Cyber Attacks on South Korean Media Outlets Traced to Mysterious Group
The organization, dubbed “DarkSeoul,” is believed to be the perpetrator of eight hacking actions against local media firms and government sites over the past four years.
SEOUL -- After major South Korean media companies and banks were paralyzed by cyber attacks in March, the South Korean presidential office's website and other state-run sites were brought down this week. U.S. security firm Symantec believes these and six other hacking incidents in South Korea over the past four years were perpetrated by a single, and not yet unidentified, group.
The most recent cyber attacks occurred around 9:30 am on Tuesday and caused the home pages of presidential residence Cheong Wa Dae (The Blue House) and the Office of Government Policy Coordination to be shut down for repair. Tuesday was the 63rd anniversary of the outbreak of the Korean War, a momentous day on the Korean peninsula -- the war is referred to by locals as "6.25."

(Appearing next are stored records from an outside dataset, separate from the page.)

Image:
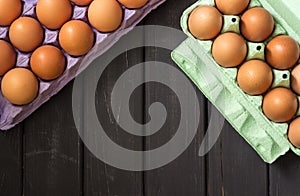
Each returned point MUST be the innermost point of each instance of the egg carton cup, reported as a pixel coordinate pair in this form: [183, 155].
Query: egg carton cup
[10, 115]
[218, 84]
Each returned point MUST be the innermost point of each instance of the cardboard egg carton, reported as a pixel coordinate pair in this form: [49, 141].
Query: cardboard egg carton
[218, 84]
[10, 114]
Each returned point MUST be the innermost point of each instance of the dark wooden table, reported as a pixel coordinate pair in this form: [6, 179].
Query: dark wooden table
[45, 156]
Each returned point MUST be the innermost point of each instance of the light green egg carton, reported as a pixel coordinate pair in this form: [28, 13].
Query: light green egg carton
[218, 84]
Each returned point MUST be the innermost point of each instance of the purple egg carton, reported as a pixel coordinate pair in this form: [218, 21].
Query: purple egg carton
[10, 115]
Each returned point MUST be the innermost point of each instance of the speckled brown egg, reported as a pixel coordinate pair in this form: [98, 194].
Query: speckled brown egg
[53, 13]
[26, 34]
[255, 77]
[294, 132]
[295, 79]
[232, 7]
[105, 16]
[9, 11]
[82, 2]
[48, 62]
[133, 4]
[280, 105]
[229, 49]
[257, 24]
[76, 37]
[205, 22]
[282, 52]
[8, 57]
[19, 86]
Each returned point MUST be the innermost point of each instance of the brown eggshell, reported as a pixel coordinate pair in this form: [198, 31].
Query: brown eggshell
[229, 49]
[26, 34]
[133, 4]
[53, 13]
[257, 24]
[19, 86]
[9, 11]
[8, 57]
[82, 2]
[105, 16]
[295, 79]
[76, 37]
[48, 62]
[205, 22]
[232, 7]
[255, 77]
[294, 132]
[280, 105]
[282, 52]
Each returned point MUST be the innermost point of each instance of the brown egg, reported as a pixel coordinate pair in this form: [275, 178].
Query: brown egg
[53, 13]
[205, 22]
[26, 34]
[19, 86]
[280, 105]
[48, 62]
[255, 77]
[229, 49]
[232, 7]
[133, 4]
[8, 57]
[105, 16]
[257, 24]
[76, 37]
[9, 11]
[82, 2]
[282, 52]
[294, 132]
[295, 79]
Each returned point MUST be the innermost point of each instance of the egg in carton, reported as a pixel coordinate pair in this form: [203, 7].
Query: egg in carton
[12, 114]
[229, 87]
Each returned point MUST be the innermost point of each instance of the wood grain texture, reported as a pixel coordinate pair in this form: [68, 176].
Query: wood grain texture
[44, 155]
[284, 176]
[52, 149]
[101, 178]
[11, 161]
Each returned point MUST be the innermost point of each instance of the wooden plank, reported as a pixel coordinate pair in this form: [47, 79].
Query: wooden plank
[234, 168]
[186, 174]
[101, 178]
[284, 175]
[52, 149]
[11, 161]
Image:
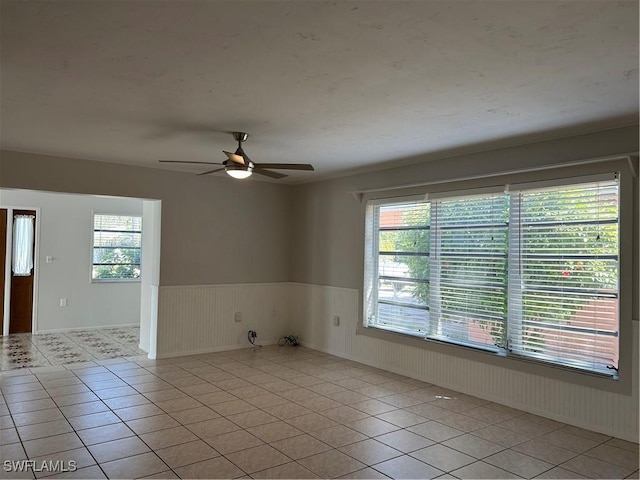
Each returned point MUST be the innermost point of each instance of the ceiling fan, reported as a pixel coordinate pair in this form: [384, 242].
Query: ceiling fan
[239, 165]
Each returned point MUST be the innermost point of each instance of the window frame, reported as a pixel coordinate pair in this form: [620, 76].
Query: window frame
[92, 264]
[628, 227]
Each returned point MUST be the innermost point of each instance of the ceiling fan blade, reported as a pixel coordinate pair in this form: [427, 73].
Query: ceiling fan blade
[210, 171]
[183, 161]
[267, 173]
[286, 166]
[234, 157]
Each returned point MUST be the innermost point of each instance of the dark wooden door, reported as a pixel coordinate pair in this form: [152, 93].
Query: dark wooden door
[3, 256]
[22, 294]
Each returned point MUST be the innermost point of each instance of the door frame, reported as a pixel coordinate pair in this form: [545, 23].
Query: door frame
[7, 274]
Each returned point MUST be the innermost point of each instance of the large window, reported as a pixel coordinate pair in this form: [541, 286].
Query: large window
[117, 246]
[531, 272]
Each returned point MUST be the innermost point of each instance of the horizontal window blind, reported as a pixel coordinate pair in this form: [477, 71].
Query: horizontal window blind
[403, 267]
[117, 247]
[564, 275]
[469, 263]
[529, 273]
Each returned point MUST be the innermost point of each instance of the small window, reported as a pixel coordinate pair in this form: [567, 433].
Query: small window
[117, 247]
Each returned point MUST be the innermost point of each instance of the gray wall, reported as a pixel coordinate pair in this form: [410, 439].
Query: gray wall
[329, 222]
[214, 230]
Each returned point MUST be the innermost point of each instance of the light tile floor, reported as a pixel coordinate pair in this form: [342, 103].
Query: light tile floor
[278, 412]
[27, 350]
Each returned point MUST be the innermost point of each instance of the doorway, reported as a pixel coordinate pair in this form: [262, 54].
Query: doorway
[17, 259]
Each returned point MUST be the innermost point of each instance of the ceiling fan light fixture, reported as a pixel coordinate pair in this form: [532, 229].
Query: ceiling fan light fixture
[238, 171]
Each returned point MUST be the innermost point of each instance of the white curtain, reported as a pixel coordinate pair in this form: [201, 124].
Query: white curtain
[22, 245]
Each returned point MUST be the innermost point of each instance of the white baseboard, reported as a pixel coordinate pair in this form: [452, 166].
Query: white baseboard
[202, 351]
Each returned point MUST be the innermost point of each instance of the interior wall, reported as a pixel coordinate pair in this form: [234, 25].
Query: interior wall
[216, 232]
[65, 234]
[328, 259]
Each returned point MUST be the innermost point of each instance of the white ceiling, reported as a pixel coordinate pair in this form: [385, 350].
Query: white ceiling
[344, 85]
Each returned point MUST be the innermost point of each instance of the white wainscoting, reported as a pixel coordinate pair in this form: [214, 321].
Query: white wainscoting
[313, 308]
[200, 318]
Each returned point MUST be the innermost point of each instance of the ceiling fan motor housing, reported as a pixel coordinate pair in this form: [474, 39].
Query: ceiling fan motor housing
[240, 136]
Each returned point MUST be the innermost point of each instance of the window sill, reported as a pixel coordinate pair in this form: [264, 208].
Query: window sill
[115, 280]
[557, 372]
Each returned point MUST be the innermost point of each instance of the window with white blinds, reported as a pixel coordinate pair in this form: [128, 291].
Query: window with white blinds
[530, 273]
[564, 275]
[469, 265]
[400, 282]
[117, 247]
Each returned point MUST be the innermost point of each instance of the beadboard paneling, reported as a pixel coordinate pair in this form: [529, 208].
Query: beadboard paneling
[196, 319]
[313, 308]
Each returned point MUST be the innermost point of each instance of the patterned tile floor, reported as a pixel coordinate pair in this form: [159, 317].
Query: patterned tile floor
[277, 412]
[27, 350]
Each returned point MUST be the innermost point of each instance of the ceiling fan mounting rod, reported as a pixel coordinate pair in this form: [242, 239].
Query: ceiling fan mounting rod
[240, 137]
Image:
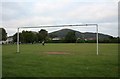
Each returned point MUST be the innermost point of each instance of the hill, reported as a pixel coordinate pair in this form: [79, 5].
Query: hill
[87, 35]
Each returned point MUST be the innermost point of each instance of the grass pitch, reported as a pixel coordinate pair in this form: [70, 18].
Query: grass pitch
[82, 61]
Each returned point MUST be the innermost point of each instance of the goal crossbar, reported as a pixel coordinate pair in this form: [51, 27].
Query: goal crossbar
[47, 26]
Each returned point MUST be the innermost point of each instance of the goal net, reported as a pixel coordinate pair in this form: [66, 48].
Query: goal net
[78, 25]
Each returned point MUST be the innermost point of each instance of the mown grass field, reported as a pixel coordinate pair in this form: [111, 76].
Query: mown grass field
[82, 61]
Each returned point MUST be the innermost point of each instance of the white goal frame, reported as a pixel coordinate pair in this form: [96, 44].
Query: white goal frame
[18, 48]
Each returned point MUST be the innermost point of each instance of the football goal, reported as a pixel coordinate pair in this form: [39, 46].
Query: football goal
[78, 25]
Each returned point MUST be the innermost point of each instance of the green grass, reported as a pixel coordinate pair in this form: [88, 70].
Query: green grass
[81, 62]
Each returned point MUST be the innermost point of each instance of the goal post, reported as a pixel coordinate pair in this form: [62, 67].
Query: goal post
[18, 48]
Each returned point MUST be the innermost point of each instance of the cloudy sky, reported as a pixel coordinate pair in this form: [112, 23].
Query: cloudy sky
[15, 13]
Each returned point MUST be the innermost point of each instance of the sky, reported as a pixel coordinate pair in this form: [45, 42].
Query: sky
[19, 13]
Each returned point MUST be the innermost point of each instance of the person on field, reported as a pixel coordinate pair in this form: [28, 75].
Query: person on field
[43, 43]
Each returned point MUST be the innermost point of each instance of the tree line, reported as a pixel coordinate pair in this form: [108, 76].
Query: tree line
[43, 35]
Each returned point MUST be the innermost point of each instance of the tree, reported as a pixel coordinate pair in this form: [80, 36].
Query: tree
[70, 37]
[26, 37]
[3, 34]
[42, 35]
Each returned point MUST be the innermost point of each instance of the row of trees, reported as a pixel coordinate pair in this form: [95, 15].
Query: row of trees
[3, 34]
[31, 37]
[42, 35]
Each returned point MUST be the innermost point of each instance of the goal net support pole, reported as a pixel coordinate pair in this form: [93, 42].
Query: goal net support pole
[18, 41]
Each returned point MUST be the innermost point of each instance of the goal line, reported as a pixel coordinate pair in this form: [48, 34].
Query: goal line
[42, 26]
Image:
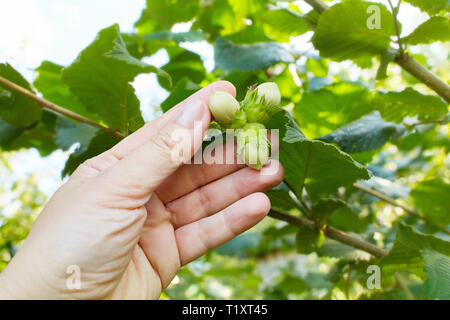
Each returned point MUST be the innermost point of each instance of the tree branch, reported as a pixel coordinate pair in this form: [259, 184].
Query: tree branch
[391, 201]
[406, 62]
[332, 233]
[397, 27]
[57, 109]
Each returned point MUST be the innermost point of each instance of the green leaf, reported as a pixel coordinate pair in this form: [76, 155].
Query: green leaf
[437, 266]
[318, 166]
[431, 7]
[39, 135]
[431, 198]
[15, 108]
[394, 106]
[183, 64]
[282, 24]
[69, 132]
[8, 132]
[48, 82]
[432, 30]
[182, 90]
[343, 31]
[246, 8]
[251, 56]
[368, 133]
[101, 142]
[217, 18]
[100, 78]
[409, 245]
[325, 207]
[335, 249]
[386, 58]
[319, 67]
[345, 219]
[281, 200]
[323, 111]
[309, 239]
[251, 34]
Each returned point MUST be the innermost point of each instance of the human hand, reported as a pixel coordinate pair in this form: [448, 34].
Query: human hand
[132, 216]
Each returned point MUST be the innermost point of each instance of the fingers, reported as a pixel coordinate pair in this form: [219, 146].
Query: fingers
[142, 135]
[193, 176]
[141, 171]
[196, 238]
[217, 164]
[219, 194]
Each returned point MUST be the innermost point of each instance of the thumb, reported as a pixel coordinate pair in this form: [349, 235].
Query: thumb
[145, 168]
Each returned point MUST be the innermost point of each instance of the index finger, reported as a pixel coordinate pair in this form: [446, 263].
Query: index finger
[142, 135]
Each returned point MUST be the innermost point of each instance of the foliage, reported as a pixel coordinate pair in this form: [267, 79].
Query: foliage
[386, 132]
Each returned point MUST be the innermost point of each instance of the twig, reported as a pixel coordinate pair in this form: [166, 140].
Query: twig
[401, 283]
[406, 62]
[391, 201]
[424, 75]
[58, 109]
[397, 28]
[347, 282]
[332, 233]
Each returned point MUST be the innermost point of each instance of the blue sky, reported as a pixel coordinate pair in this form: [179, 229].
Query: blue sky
[37, 30]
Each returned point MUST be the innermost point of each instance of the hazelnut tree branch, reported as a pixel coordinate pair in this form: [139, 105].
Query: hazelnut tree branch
[332, 233]
[57, 109]
[406, 62]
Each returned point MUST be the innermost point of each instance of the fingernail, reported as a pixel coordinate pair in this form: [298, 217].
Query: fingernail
[191, 112]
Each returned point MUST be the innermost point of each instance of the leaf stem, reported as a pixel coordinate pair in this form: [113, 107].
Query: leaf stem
[57, 109]
[332, 233]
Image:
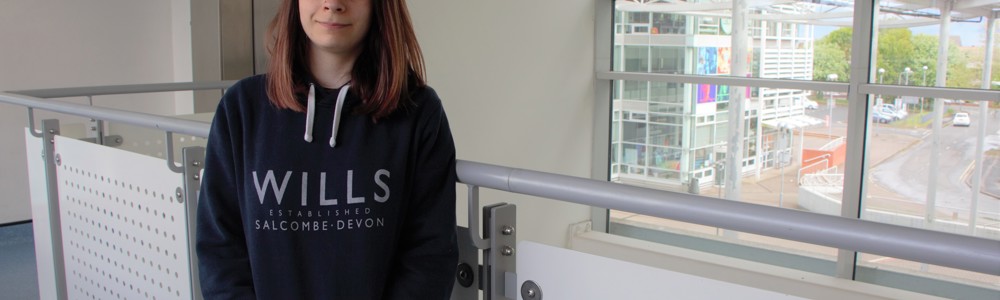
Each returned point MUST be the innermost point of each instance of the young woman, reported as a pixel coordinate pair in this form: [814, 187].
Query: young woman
[333, 175]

A message in a combination of English and Korean was plastered on the presidential home page: “Hooray Kim Jong-un, President of Unification! We Are Anonymous. We Are Legion. We Do Not Forgive. We Do Not Forget. Expect Us.” Analysts say it isn't clear whether the action actually originated from international hacktivist group Anonymous or is the work of another organization posing as the group.
Eleven major South Korean media organizations were also affected, although the gravity of attacks was not as severe as those in March, which shut down tens of thousands of computers and servers.
Symantec announced Wednesday that the pattern of the attacks and the hacking methods deployed suggest that they were all undertaken by the same group. Another firm, INKA Internet, said that the attack patterns from this week were very similar to those in March.
Symantec has taken to referring to this anonymous organization as “DarkSeoul.” While its links to North Korea -- a connection some in the South Korean media have strongly suggested -- are uncertain, U.S. analysts believe DarkSeoul operates with a political motive. Considering the complexity of the program coding and attack patterns, it is estimated to be a fairly large hacking team comprised of 10 to 50 members, with significant financial backing.
Meanwhile, several North Korean websites and networks were also brought down Tuesday after Anonymous -- or hackers posing as the group -- claimed responsibility for cyber attacks against the isolated totalitarian state. Internet pages run by North Korean newspapers Rodong Sinmun and The Choson Shinbo; Air Koryo; and video and photo site, Ryugyong Clip, were all out of service around 4 p.m., according to South Korea's Yonhap News.